I am not sure how can I extract the gradient value. I tried looking at tf.gradients
but I was unable to figure out how to produce an adversarial image using this function. I implemented the following after the fake_loss
variable above...
tf.gradients(fake_loss, x)
for i in range(FLAGS.training_epochs):
# calculate gradient with weight of number 6
gradient_value = sess.run(gradients, feed_dict={fake_label:np.array([6])})
# update the image of number 2
gradient_update = x+0.007*gradient_value[0]
sess.run(tf.assign(x, gradient_update))
sess.run(pred)
Unfortunately the prediction did not change in the way I wanted, and moreover this logic resulted in a rather blurry image.
I would appreciate an explanation as to what I need to do in order calculate and extract the gradient that will trick the neural network, so that if I were to take this gradient and apply it to my image as a nematode
, it will result in a different prediction.

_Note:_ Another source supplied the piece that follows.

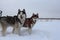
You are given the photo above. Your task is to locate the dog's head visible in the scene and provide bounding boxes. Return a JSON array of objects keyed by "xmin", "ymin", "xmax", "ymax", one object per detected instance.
[
  {"xmin": 31, "ymin": 13, "xmax": 39, "ymax": 21},
  {"xmin": 17, "ymin": 9, "xmax": 26, "ymax": 20}
]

Why not let the Tensorflow optimizer add the gradients to your image? You can still evaluate the nematode to get the resulting gradients that were added.
I created a bit of sample code to demonstrate this with a panda image. It uses the VGG16 neural network to transform your own panda image into a "goldfish" image. Every 100 iterations it saves the image as PDF so you can print it losslessly to check if your image is still a goldfish.
import tensorflow as tf
import numpy as np
import matplotlib.pyplot as plt
import IPython.display as ipyd
from libs import vgg16 # Download here! https://github.com/pkmital/CADL/tree/master/session-4/libs
pandaimage = plt.imread('panda.jpg')
pandaimage = vgg16.preprocess(pandaimage)
plt.imshow(pandaimage)
img_4d = np.array([pandaimage])
g = tf.get_default_graph()
input_placeholder = tf.Variable(img_4d,trainable=False)

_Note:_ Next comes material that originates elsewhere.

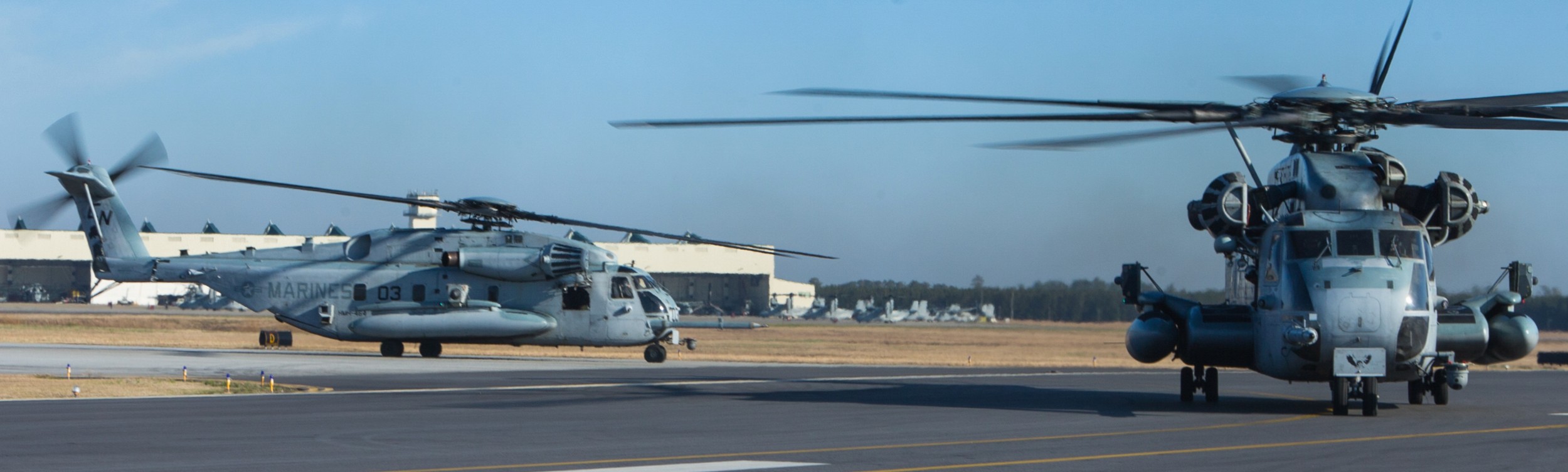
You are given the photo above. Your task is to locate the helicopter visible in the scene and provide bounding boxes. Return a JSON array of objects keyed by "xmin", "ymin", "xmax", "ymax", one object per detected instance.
[
  {"xmin": 610, "ymin": 3, "xmax": 1543, "ymax": 416},
  {"xmin": 21, "ymin": 114, "xmax": 834, "ymax": 364}
]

to_add_image = tf.Variable(tf.random_normal([224,224,3], mean=0.0, stddev=0.1, dtype=tf.float32))
combined_images_not_clamped = input_placeholder+to_add_image
filledmax = tf.fill(tf.shape(combined_images_not_clamped), 1.0)

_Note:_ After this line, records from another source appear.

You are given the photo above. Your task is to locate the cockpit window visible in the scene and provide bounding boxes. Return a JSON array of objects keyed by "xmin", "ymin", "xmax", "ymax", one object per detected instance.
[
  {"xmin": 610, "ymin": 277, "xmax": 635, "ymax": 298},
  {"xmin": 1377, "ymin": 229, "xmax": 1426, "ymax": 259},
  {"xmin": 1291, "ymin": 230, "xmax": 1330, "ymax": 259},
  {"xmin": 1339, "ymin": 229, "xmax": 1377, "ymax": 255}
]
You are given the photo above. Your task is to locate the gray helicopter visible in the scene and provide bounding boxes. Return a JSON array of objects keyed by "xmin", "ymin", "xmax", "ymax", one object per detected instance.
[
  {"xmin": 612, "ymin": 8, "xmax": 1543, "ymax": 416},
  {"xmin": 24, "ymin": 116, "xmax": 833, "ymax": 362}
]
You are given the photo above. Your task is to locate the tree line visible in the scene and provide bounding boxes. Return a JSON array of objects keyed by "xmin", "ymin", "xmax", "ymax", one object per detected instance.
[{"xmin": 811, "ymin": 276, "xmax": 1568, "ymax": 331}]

filledmin = tf.fill(tf.shape(combined_images_not_clamped), 0.0)
greater_than_one = tf.greater(combined_images_not_clamped, filledmax)
combined_images_with_max = tf.where(greater_than_one, filledmax, combined_images_not_clamped)
lower_than_zero =tf.less(combined_images_with_max, filledmin)
combined_images = tf.where(lower_than_zero, filledmin, combined_images_with_max)
net = vgg16.get_vgg_model()
tf.import_graph_def(net['graph_def'], name='vgg')
names = [op.name for op in g.get_operations()]
style_layer = 'prob:0'
the_prediction = tf.import_graph_def(
net['graph_def'],
name='vgg',
input_map={'images:0': combined_images},return_elements=[style_layer])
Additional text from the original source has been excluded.